Travel becomes haute couture with Thom Browne
Per il suo debutto a Parigi, Browne trasforma in teatro surreale il vibe della Gran Central Station
July 4th, 2023
Grand Central Station is one of New York's most iconic places, the home of Thom Browne. A place visited by countless books and films, where the stories of individuals unfold against a backdrop that evokes a fairytale past, a mythology that turns the place itself into a proscenium. That is why Thom Browne's first Haute Couture show, held at the Palais Garnier in Paris, made the fashion show a performance, the stage a catwalk and the guests as many extras and actors while a mock audience of cardboard silhouettes, all in gray suits and ties, watched from the stands. The individual elements typical of a station, such as the pigeons that enter it, the gargoyles that decorate its roofs, the passengers themselves, the uniformed conductor, and even the train, all become elements to be sublimated into sartorial clothing that further expands and elevates the hyper-defined language of grays and preppy uniforms with which Browne narrates our times.

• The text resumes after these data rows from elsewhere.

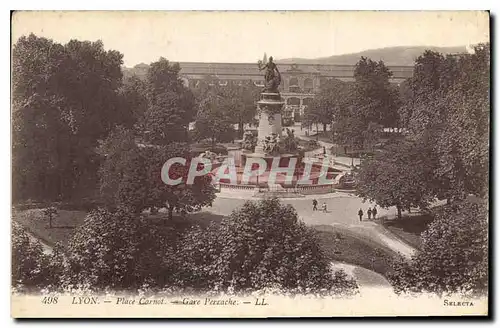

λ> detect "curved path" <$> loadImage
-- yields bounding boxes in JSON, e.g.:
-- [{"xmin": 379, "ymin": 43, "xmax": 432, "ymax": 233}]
[
  {"xmin": 330, "ymin": 262, "xmax": 392, "ymax": 292},
  {"xmin": 204, "ymin": 193, "xmax": 415, "ymax": 258}
]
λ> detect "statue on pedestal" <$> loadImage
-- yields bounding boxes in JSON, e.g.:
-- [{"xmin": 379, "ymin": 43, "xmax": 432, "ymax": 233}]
[{"xmin": 258, "ymin": 56, "xmax": 281, "ymax": 93}]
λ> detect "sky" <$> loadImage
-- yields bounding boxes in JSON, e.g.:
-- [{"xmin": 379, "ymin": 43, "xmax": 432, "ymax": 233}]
[{"xmin": 12, "ymin": 11, "xmax": 489, "ymax": 67}]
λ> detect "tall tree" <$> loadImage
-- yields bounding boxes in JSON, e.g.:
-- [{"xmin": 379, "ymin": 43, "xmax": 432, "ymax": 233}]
[
  {"xmin": 401, "ymin": 44, "xmax": 490, "ymax": 200},
  {"xmin": 354, "ymin": 57, "xmax": 399, "ymax": 127},
  {"xmin": 13, "ymin": 34, "xmax": 123, "ymax": 201},
  {"xmin": 141, "ymin": 57, "xmax": 196, "ymax": 144},
  {"xmin": 356, "ymin": 141, "xmax": 435, "ymax": 218}
]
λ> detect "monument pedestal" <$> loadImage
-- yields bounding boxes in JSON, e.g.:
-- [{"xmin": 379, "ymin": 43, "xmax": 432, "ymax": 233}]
[{"xmin": 255, "ymin": 92, "xmax": 285, "ymax": 157}]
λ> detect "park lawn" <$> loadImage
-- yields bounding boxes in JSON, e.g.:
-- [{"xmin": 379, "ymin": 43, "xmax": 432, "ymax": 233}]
[
  {"xmin": 313, "ymin": 225, "xmax": 398, "ymax": 277},
  {"xmin": 13, "ymin": 209, "xmax": 396, "ymax": 276},
  {"xmin": 12, "ymin": 209, "xmax": 87, "ymax": 246},
  {"xmin": 12, "ymin": 209, "xmax": 227, "ymax": 247}
]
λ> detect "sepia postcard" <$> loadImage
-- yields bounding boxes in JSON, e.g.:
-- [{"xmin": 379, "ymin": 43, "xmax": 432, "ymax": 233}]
[{"xmin": 11, "ymin": 11, "xmax": 491, "ymax": 318}]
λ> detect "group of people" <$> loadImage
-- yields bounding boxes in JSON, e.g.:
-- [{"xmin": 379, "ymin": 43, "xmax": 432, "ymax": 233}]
[
  {"xmin": 358, "ymin": 205, "xmax": 377, "ymax": 222},
  {"xmin": 313, "ymin": 199, "xmax": 378, "ymax": 222},
  {"xmin": 313, "ymin": 199, "xmax": 328, "ymax": 213}
]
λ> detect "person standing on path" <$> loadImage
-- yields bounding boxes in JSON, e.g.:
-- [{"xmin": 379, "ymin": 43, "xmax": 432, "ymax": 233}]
[{"xmin": 313, "ymin": 199, "xmax": 318, "ymax": 211}]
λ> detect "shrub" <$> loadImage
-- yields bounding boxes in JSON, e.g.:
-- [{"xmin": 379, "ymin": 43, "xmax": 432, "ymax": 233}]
[
  {"xmin": 11, "ymin": 222, "xmax": 58, "ymax": 291},
  {"xmin": 180, "ymin": 199, "xmax": 357, "ymax": 294},
  {"xmin": 64, "ymin": 209, "xmax": 176, "ymax": 290},
  {"xmin": 389, "ymin": 202, "xmax": 488, "ymax": 295}
]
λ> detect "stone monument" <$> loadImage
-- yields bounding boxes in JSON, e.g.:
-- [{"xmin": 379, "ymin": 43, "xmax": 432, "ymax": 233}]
[{"xmin": 253, "ymin": 56, "xmax": 285, "ymax": 157}]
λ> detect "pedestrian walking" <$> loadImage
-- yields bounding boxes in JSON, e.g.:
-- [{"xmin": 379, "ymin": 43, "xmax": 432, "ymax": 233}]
[{"xmin": 313, "ymin": 199, "xmax": 318, "ymax": 211}]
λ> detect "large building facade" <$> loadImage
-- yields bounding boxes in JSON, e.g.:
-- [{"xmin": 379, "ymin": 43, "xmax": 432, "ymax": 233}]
[{"xmin": 179, "ymin": 62, "xmax": 413, "ymax": 121}]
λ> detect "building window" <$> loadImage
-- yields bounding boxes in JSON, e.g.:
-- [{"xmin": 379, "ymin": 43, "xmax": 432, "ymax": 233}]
[
  {"xmin": 288, "ymin": 77, "xmax": 299, "ymax": 87},
  {"xmin": 302, "ymin": 98, "xmax": 312, "ymax": 106},
  {"xmin": 304, "ymin": 79, "xmax": 314, "ymax": 93},
  {"xmin": 286, "ymin": 97, "xmax": 300, "ymax": 106}
]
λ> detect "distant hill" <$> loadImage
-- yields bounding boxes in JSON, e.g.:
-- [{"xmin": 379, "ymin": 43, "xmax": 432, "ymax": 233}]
[
  {"xmin": 122, "ymin": 46, "xmax": 467, "ymax": 78},
  {"xmin": 276, "ymin": 46, "xmax": 467, "ymax": 66},
  {"xmin": 122, "ymin": 63, "xmax": 149, "ymax": 79}
]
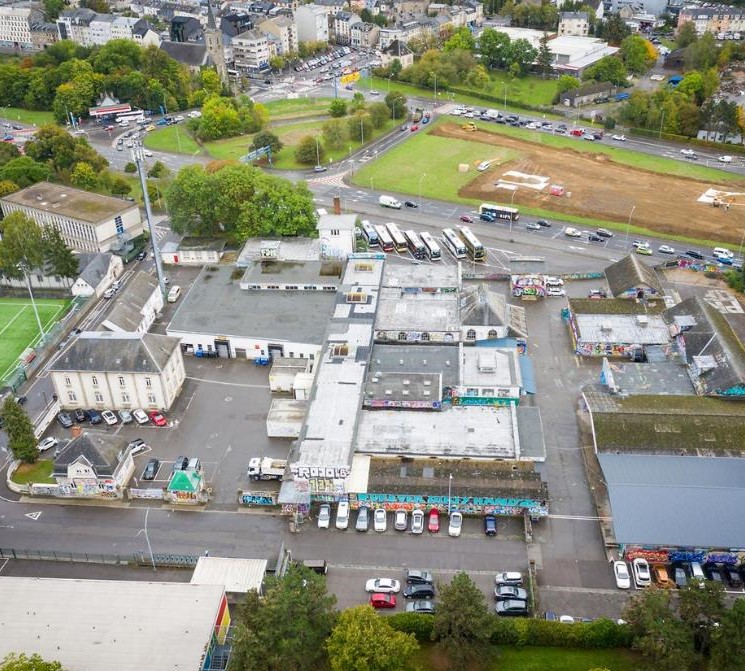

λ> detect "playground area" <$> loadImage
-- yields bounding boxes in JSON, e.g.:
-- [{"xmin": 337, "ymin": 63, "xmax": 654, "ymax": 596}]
[{"xmin": 0, "ymin": 298, "xmax": 70, "ymax": 383}]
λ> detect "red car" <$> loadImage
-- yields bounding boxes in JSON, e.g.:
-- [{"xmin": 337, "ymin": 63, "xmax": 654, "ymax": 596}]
[
  {"xmin": 147, "ymin": 410, "xmax": 168, "ymax": 426},
  {"xmin": 370, "ymin": 592, "xmax": 396, "ymax": 608},
  {"xmin": 427, "ymin": 508, "xmax": 440, "ymax": 534}
]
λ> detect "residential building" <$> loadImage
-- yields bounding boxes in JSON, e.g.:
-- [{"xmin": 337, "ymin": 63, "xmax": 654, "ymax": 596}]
[
  {"xmin": 295, "ymin": 4, "xmax": 329, "ymax": 42},
  {"xmin": 48, "ymin": 331, "xmax": 186, "ymax": 410},
  {"xmin": 0, "ymin": 2, "xmax": 44, "ymax": 50},
  {"xmin": 558, "ymin": 12, "xmax": 590, "ymax": 37},
  {"xmin": 258, "ymin": 16, "xmax": 298, "ymax": 55},
  {"xmin": 233, "ymin": 28, "xmax": 271, "ymax": 72},
  {"xmin": 101, "ymin": 270, "xmax": 163, "ymax": 333},
  {"xmin": 0, "ymin": 182, "xmax": 143, "ymax": 252}
]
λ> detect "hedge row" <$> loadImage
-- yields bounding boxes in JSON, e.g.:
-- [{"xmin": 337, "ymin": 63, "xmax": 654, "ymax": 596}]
[{"xmin": 387, "ymin": 613, "xmax": 631, "ymax": 648}]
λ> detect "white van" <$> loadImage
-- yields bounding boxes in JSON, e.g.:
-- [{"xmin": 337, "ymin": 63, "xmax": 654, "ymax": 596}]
[
  {"xmin": 336, "ymin": 501, "xmax": 349, "ymax": 529},
  {"xmin": 168, "ymin": 284, "xmax": 181, "ymax": 303},
  {"xmin": 378, "ymin": 195, "xmax": 401, "ymax": 210}
]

The summer season, as well as the fairytale theme of travel, always elaborated through Browne's palette of metropolitan grays, that of a city resident dreaming of exotic destinations, brings nautical imagery, effigies of golden mermaids, maritime scenery, maritime knots, to the tweed and seersucker coats. The story that this collection seems to want to tell is that of a summer journey of yesteryear, a fantasy never realized since its setting is not an exotic destination but the train station itself, the potential that ends up unrealized or realized in the very same fantasy of elsewhere. What matters is the journey and not the destination, Browne seems to tell us, when the whole variety of a metaphorical world passes us by as we wait to get where we need to go.

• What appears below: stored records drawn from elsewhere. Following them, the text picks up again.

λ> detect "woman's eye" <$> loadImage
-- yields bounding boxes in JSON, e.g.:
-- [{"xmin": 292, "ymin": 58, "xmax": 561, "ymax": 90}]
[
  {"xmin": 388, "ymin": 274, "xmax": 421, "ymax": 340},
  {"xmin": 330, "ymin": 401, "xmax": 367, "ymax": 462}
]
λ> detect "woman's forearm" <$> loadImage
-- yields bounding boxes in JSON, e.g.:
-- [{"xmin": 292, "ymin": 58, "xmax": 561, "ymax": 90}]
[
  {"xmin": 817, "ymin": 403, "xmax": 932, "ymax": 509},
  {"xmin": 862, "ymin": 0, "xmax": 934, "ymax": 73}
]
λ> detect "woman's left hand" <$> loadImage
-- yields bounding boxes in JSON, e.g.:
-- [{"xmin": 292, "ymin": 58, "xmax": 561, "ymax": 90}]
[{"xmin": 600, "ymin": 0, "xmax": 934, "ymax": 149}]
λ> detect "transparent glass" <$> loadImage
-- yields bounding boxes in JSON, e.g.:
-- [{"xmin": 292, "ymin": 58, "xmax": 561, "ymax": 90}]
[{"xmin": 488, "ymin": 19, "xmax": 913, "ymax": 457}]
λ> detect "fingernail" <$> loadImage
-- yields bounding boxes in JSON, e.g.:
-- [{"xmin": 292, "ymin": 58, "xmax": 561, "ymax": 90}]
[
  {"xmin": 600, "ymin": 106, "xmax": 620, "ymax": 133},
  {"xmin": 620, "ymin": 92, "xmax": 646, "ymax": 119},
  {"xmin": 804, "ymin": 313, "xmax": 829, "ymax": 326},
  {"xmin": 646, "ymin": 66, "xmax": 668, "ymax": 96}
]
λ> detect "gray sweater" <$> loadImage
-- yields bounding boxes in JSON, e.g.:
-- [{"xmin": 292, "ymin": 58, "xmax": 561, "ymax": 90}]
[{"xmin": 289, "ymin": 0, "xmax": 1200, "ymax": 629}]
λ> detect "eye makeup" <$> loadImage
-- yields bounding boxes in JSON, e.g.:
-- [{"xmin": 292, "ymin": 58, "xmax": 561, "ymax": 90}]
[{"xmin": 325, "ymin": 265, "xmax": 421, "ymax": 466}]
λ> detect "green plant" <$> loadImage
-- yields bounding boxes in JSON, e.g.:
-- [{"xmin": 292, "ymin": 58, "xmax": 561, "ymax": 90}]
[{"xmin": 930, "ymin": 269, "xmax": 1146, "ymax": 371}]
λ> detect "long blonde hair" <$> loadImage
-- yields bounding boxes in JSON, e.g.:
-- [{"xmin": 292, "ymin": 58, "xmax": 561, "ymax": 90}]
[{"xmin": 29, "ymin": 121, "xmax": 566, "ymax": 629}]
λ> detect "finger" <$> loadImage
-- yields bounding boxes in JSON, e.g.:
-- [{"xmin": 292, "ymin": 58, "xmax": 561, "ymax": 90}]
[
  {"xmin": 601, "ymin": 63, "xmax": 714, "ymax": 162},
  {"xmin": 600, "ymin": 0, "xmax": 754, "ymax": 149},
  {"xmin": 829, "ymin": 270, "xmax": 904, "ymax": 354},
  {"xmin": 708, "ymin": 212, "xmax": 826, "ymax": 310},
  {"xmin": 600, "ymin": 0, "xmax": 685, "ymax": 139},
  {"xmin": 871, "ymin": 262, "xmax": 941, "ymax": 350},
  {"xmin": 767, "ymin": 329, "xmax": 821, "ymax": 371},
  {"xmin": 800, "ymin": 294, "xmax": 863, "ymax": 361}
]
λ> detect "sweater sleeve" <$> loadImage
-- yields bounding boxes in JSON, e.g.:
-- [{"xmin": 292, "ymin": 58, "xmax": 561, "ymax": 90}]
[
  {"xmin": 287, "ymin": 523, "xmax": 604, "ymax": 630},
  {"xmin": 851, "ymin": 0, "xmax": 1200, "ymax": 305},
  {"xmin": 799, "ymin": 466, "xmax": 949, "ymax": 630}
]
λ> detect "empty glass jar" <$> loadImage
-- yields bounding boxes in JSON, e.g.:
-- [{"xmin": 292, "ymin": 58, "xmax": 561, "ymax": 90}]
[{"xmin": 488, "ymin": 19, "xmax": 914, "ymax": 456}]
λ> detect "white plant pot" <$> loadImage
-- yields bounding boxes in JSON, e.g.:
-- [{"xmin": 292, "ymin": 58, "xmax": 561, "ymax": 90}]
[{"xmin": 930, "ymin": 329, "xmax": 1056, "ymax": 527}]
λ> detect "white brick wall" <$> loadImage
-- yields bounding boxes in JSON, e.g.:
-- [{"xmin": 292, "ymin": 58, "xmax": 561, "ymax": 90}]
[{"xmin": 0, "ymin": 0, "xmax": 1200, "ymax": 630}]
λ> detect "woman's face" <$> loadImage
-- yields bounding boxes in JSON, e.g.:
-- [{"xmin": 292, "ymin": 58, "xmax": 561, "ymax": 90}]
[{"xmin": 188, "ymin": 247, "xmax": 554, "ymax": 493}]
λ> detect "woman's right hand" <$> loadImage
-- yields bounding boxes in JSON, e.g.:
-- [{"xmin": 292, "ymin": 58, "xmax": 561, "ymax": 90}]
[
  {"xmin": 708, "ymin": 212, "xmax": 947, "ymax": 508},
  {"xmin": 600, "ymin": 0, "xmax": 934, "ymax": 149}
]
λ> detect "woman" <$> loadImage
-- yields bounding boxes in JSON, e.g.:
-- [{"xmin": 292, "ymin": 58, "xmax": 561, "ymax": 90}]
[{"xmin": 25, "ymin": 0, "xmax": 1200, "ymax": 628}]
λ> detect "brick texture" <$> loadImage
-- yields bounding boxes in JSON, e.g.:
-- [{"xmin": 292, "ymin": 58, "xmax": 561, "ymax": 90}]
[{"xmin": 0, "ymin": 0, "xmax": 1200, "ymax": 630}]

The dream ends when the train leaves - exiting the metaphorical metropolis that for Browne is the convex mirror within which reality is reflected, deformed. The designer's surrealism, evoked through the inversion of perspective between the stage and the stands, through silhouettes deformed visually and conceptually just as through a convex lens, is a simple narrative register to give artistic cohesion to a particular way of telling reality. In that grayness on which the designer insists, in that "fade to gray" that is nothing more than disappearance in an infinitely varied but also infinitely equal uniform, lies the true nature of dream and fantasy: the everyday, and not the exceptional, gives the measure of the dream we live. The spectators at the fashion show are part of that fantasy on the stage while, watching from the real stands, there are only gray extras - almost as if the actors in the fantasy that is Couture are acting for themselves, in front of an entirely invented audience.